Guantánamo judge to U.S. government: Preserve what’s left of CIA ‘black sites’

The military judge in the Sept. 11 case has ordered the U.S. government to preserve whatever remnants exist of the CIA’s Bush-era secret prisons known as the “black sites,” defense and prosecution lawyers said Friday.

Army Col. James L. Pohl, who in 2004 issued a similar order forbidding destruction of the Abu Ghraib prison where guards abused prisoners in Iraq, issued the single-page protective order on Thursday, according to two lawyers who read the ruling. It was still under seal at the war court Friday.

It does not specify the number of black sites in the secret network, which President Barack Obama ordered closed soon after taking office, Pentagon defense attorney Jay Connell said.

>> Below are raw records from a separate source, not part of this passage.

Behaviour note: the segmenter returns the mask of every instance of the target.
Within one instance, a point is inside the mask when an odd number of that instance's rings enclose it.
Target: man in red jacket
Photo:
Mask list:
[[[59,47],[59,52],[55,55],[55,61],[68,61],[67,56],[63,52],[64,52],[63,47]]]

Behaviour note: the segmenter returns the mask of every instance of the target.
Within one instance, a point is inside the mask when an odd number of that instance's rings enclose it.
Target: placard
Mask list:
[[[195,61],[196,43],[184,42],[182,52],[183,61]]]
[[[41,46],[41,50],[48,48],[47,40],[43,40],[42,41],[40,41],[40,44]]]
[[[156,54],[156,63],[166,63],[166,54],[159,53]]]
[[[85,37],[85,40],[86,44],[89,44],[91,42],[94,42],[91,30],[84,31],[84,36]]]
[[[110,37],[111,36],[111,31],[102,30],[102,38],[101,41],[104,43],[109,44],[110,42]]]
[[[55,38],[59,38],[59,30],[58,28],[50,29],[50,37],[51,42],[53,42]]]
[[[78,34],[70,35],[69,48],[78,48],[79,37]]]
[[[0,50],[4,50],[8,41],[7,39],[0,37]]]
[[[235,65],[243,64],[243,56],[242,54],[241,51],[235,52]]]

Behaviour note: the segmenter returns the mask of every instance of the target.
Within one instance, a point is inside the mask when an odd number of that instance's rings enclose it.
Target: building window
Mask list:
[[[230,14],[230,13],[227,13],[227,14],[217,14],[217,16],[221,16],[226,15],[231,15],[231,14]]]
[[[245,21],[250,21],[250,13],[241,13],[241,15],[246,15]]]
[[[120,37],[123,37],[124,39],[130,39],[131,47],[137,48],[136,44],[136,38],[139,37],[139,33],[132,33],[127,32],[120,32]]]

Nor does the order name the countries that allowed the CIA to set up its secret prisons where three Guantánamo captives were waterboarded. Two of them are now in death-penalty proceedings before Judge Pohl.

“The motion of the Defense to preserve evidence of any existing overseas detention facilities within control of the United States is granted subject to subsequent modification,” Pohl wrote, according to those allowed to read the three-paragraph ruling.

The request for the protective order was a source of controversy in January. A lawyer for the alleged 9/11 mastermind, Khalid Sheik Mohammed, was just beginning to explain to the judge why the defense wanted the order when an agent reached into Pohl’s court and muted the sound. CIA agents waterboarded Mohammed 183 times.

A furious Pohl ordered the agent’s button unplugged. Mohammed’s lawyer, David Nevin, later said the censor worked for the CIA.

The judge agreed to the defense lawyers’ request after the prosecution team withdrew its objection to it this week.

Pohl issued the ruling at the end of a week of hearings that halted the Sept. 11 pretrial hearings until a military mental health panel examines whether alleged plot deputy Ramzi bin al Shibh is fit to stand trial.

Bin al Shibh, 41, disrupted this week’s proceedings two days in a row with complaints about his secret prison camp conditions, was ejected from the hearings four times and separately called the judge and another colonel in charge of the prison guard force war criminals.

While the U.S. government still has classified as Top Secret the locations of its now-defunct prison network, various investigations have identified some of the countries as Thailand, Poland, Lithuania, Djibouti, Somalia, Iraq and Afghanistan.

No date has been set for the death-penalty terror trial before a panel of U.S. military officers of Mohammed and four alleged accomplices imprisoned here at Guantánamo. They are accused of conspiring in the Sept. 11, 2001, hijackings that killed nearly 3,000 people in New York, Pennsylvania and at the Pentagon.

The earliest the trial could start is in January 2015.